Instead, I'm going to talk about just one thing about the movie, that really has nothing to do with the plot or the characters or the story. But first, I need to back up a bit. And by "a bit," I mean "about thirty-five years."
Back when I was a kid, I used to watch a whole lot of Saturday morning TV fare. And one day, when I was probably about six or eight years old or so, I caught a TV program about a group of people exploring space in a spaceship. This was, and is, a subject dear to my heart, and is just about bound to get my attention, so I watched it.
In the show--I don't remember what it was called--there was a scene in which the captain ordered the crew to change course, so the navigator got out a slide rule and started plotting a new course. Now, I was about six or eight at the time, as I've mentioned; I didn't yet have my first computer (in fact, microcomputers were still quite some number of years away, which probably dates me); I'd never even seen a computer, though I'd heard of them and knew that they were the size of basketball courts and used punched paper cards.

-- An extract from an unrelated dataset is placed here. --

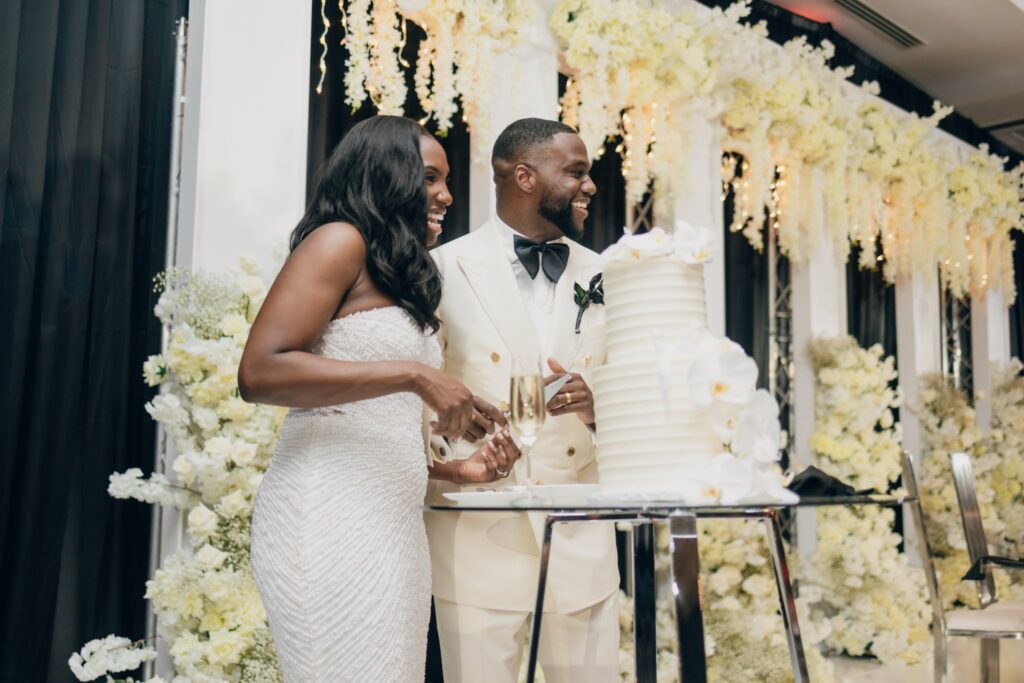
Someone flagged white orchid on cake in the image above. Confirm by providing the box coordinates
[601,220,714,264]
[681,333,797,504]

And still, that scene felt jarringly, obviously wrong to me. I had no idea what a computer might be like, and could not have hoped to describe what a computerized spacecraft might look like, but I knew that in the future, if we had faster-than-light spacecraft and we were voyaging to the stars, we were not going to be using slide rules.
Early on in the movie Avatar, there's a scene where the main character and several other newcomers to the planet load up onto a shuttle for their trip down to the surface. We see, very briefly, a shot of the shuttle's flight deck as the flight crew fires it up and gets read to descend.
As the flight crew does their thing, the instruments come to life, surrounding the pilot with a holographic heads-up display of all this instrumentation and information. Later, as he makes his final approach, part of the heads-up display slides aside to give him an unobstructed view out the cockpit window. (I cant find a shot of that particular scene, more's the pity.)
That is one of the places where this movie succeeds brilliantly, and it instantly makes every science-fiction movie that we've seen 'til now look like a bunch of blokes fumbling around with slide rules.
One of the things that separates good writing from bad writing is attention to detail. In the case of science fiction, one of the details that separates good writing from bad writing is an understanding of how people use technology.
Science fiction is not a good predictor of technology, of course; if the day comes when we have vehicles and spacecraft as capable as the ones in Avatar, they probably won't look the same, and there will probably be all sorts of things the movie missed.
But on that day, I bet a shuttle pilot could watch Avatar and nod her head, and say "Yeah, I can see designing a cockpit like that," without the same sort of jarring navigating-with-a-slide-rule thing I felt watching that TV show.
This is not true of most of the rest of science fiction. Take the new, "rebooted" Star Trek, for instance. The bridge of the Enterprise is pretty and all, but it seems to my eye to be lacking a certain...functionality.
Consoles that you have to stand behind. Flat, 2D control surfaces everywhere. Mechanical fixtures. Chairs without armrests. This is a set that was intended to be pretty, but was not designed with any sort of sense of how people in the future might actually use their technology. The first time I saw Avatar, that quick scene in the shuttle's flight deck brought images of the Star Trek movie painfully to mind, and I cringed. There was an idea of "Yes, this makes sense, and why can't other movies get this right?"
When I look at the bridge of the Enterprise now, it reminds me very strongly of the Lincoln Futura concept car, an outrageously expensive vehicle built in 1955 as a sort of exploration of how the future might go.
Apparently, the inability to think about how people interact with technology is not a failing unique to science fiction writers; the designers who thought this car up didn't consider the possibility that perhaps two people who are riding together might want to...talk to each other.
Storytelling, especially science fiction, often succeeds or fails on the details, and in this particular case, these are details that Avatar does very well indeed.